Son sourire montre son soulagement. Je n’ose pas lui demander si elle dort.

— Y a pas de quoi. Puis ça va me servir d’entrainement !

— Oui, enfin heureusement que tu vas débuter avec un. Matt est avec Lena. Elle prend son bain. Gustave vient de téter, il fait une petite sieste. Il devrait se réveiller d’ici une heure. J’ai tiré mon lait dans un biberon. J’espère qu’il va le boire.

Caro continue de m’abreuver de consignes variées. Lena mange ça. Gustave ne s’endort pas avant telle heure. Sa voix sonne inquiète. Je finis par la stopper.

— Caro, ça va aller. C’est pas la première fois que je garde Lena et c’est pas pour toute la nuit… En plus, vous n’allez pas très loin… Et je t’appellerai en cas de problème.

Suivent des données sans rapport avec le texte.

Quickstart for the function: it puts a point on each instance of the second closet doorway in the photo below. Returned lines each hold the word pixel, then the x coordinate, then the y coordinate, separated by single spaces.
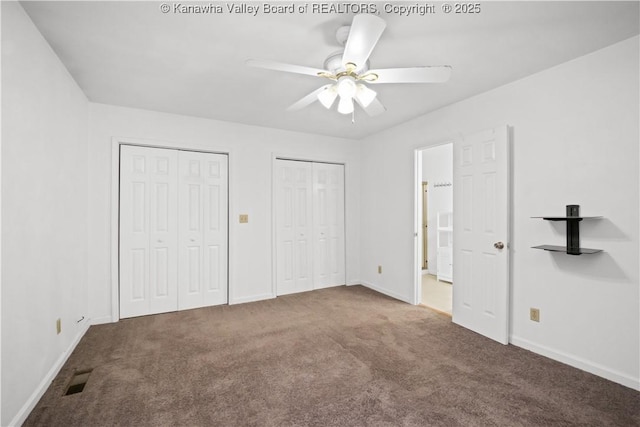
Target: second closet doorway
pixel 310 225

Elle prend une grande inspiration, hésite puis lâche :

— T’as raison, je suis ridicule.

— J’ai pas dit ça non plus… J’imagine que c’est toujours stressant de laisser ses enfants la première fois. T’as pas encore fait garder Gus ?

Elle nie de la tête. Des éclats de rire me parviennent depuis la salle de bain et je vois passer une Lena enveloppée dans une serviette telle un nem dans les bras de Matt. Des piaillements excités percent depuis les chambres. Caro passe une main dans ses cheveux, défaisant presque le chignon qu’elle a façonné sur sa tête.

— J’espère qu’ils vont pas réveiller Gus…

Une furie à deux pattes se jette entre mes jambes.

— Tata Théna !

Je déloge la poupée brune pour claquer un bisou sur sa joue.

— Salut bichette ! Prête à passer la soirée avec moi ?

— Oh oui ! me dit-elle avec enthousiasme.

Ses yeux bruns pétillent de malice tandis qu’elle sautille dans son pyjama de la reine des neiges. Elle lance un regard surpris à sa mère.

— T’es belle, maman !

Un sourire fatigué apparait sur les lèvres de Caro.

— Merci ma chérie. Ca va aller ? me redemande-t-elle.

— Tout est enregistré, je réponds.

— Mais oui… Je t’entends lui répéter les mêmes consignes depuis tout à l’heure. Puis on part pas quinze jours non plus… quoique ça nous ferait du bien… murmure-t-il.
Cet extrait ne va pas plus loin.